Hillary Undergoes Emergency Hypnosis to Suppress Eleven Hours with Trey Gowdy

Democratic presidential candidate also strongly encouraged to "skip Halloween" this year in order to ensure best results of therapy.


hypnosis
credit: Sim Dawdler


EPORTERS HAVE confirmed that former Secretary of State Hillary Clinton completed three intensive sessions of hypnosis to block memories associated with last week’s eleven-hour marathon testimony, during which she repeatedly had to both stare into the face and hear the voice of Representative Trey Gowdy, Chairman of the House Select Committee on Benghazi.

On the advice of her physician, Mrs. Clinton consented to the therapy because, according to confirmed reports, "hypnosis for restoring mental equilibrium after the trauma of interacting with Trey Gowdy has been the standard of care for years."

However, since Clinton was exposed to Trey Gowdy for nearly half a day, the dose of hypnosis was increased from one session to three. Dr. Samuel Walker, the hypnosis expert who performed all three sessions on Hillary Clinton within seventy-two hours of her exposure, said, "Timeliness is of critical importance in Trey Gowdy cases such as these."

Citing doctor-patient confidentiality, Dr. Walker would not elaborate on the specifics of his sessions with the democratic presidential candidate; however, he did paint a harrowing general portrait of Post-Traumatic Trey Gowdy Stress Disorder (PTTGSD).

"Such horrific memories of the pale, shining, drawling specter of Trey Gowdy must be pushed out of the conscious mind as quickly as possible after an unthinkable eleven straight hours of exposure to the pale, shining, drawling, actual person of Trey Gowdy.

"Just think how the little children in To Kill a Mockingbird imagined Boo Radley," Dr.
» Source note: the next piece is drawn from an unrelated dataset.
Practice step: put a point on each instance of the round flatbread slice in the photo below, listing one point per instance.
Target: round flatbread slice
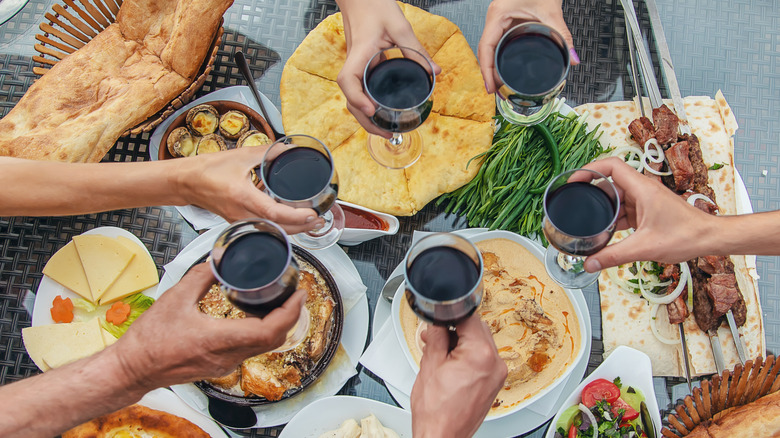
(137, 421)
Walker continued. "Now imagine Boo Radley is heading the Benghazi Committee. Then multiply that by eleven hours. If Mrs. Clinton remains stable after only three sessions of hypnosis, she is nothing short of a marvel."

As an added precaution, Dr. Walker confirmed he "strongly recommended that Secretary Clinton skip Halloween entirely this year," explaining, "why risk a relapse? Ghosts and goblins may pale in comparison to Trey Gowdy, but Mrs. Clinton is too close in time to ghoulish memories that are best left deeply suppressed."